Why do some file read operations trigger no access to the underlying block device?
Most operating systems maintain a file system cache (buffer cache, page cache) which caches the content of the underlying block device. If operations hit the cache, they usually do not cause any block device access.
When writing a single block in a RAID 3, do all disks in the array need to be accessed?
Yes, due to byte interleaving: Each block is spread over all disks in the RAID, so all disks hold a part of the requested block.
The relative path ../../asdf/./jkl is accessed from within the directory /a/b/c/. Give the absolute path, without any unnecessary elements.
/a/asdf/jkl
Explain the difference between shared file locks and exclusive file locks.
Exclusive file locks can only be acquired by one reader.
Shared file locks can be acquired by multiple readers (or one writer).
On conventional hard disks, what impact on performance can placing very commonly required data (e.g., inode tables) on the center cylinders of the disk have (as opposed to placing the data on inner or outer cylinders)?
The average seek time is reduced: The seek time depends on the distance traveled by the head. This distance is short because the center cylinders are
on average closer to all other cylinders of the disk than e.g. the inner or outer cylinders.
What is spooling?
Spooling means that the system holds back output for a device while that device is busy executing another request. Spooling is necessary for devices which can only serve one request at a time (e.g., a printer).
Which problem can be caused by DMA during page replacement, and how can this situation be prevented?
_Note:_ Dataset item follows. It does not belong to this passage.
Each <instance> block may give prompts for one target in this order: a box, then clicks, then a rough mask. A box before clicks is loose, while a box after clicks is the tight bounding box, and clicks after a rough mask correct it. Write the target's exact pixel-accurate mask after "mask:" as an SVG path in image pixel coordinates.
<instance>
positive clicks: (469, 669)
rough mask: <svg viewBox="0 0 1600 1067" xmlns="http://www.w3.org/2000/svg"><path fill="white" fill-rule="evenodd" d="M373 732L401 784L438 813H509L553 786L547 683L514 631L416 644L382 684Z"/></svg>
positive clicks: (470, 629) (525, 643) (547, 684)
DMA operates on physical addresses, so the DMA controller will happily write into frames even after the corresponding page table entries have been invalidated.
This situation can be prevented by pinning all DMA targets into physical memory.
A program appends data to file, which has multiple hard links. Why is it advantageous to store attributes like the file size not in the directory entry, but instead in the inode?
If the file size was stored in the directory entry, then all directory entries of all hard links would have to be visited and modified, which is more expensive than changing the single inode of the file.
For each of the three allocation strategies contiguous allocation, chained allocation, and indexed allocation, describe a scenario for which the strategy is particularly well suited.
Contiguous Allocation: Suited if data is only written once (e.g., when creating read-only media such as DVDs). Strategy is prone to fragmentation and cannot cope well with changing file sizes. Files should therefore be static (i.e., read-only).
Chained Allocation: Suitable if data is only linearly accessed (e.g., for video or audio files). Random access is very slow because the reader must walk
the chain to find a certain offset in the file.
Indexed Allocation: Suitable whenever good random access performance is required. The index blocks allow very fast mapping of file offsets to blocks on disk.
You own a folder containing secret data. You should have read and write access to the files inside this folder, while members of your user group should have only read access to those files. Everyone else should have no access.
On a UNIX file system, which access rights do you have to set for files and directories inside this directory?
Files: 640 or rw-r—–
Folders: 750 or rwxr-x—
How is it possible to give a single user outside your user group access to the directory without violating the requirements described above and without changing the user’s group?
ACLs can be used to grant access only to the single user.
Is it possible to create a soft link to F inside the directory A?
Yes. Soft links only point to a path name. Therefore, it does not matter where the target is stored (or if it even exists).
How does a RAID 1 consisting of two identical hard disks change the bandwidth and latency of read and write accesses compared to using a single disk?
Write: Bandwidth is unchanged since all data must be written to both disks. Latency is also unchanged since the same seeks take place on both disks.
Read: Bandwidth is doubled: Since all data exists on both disks, the two can read different blocks in parallel. Latency is unchanged since one of the
disks must still perform a seek.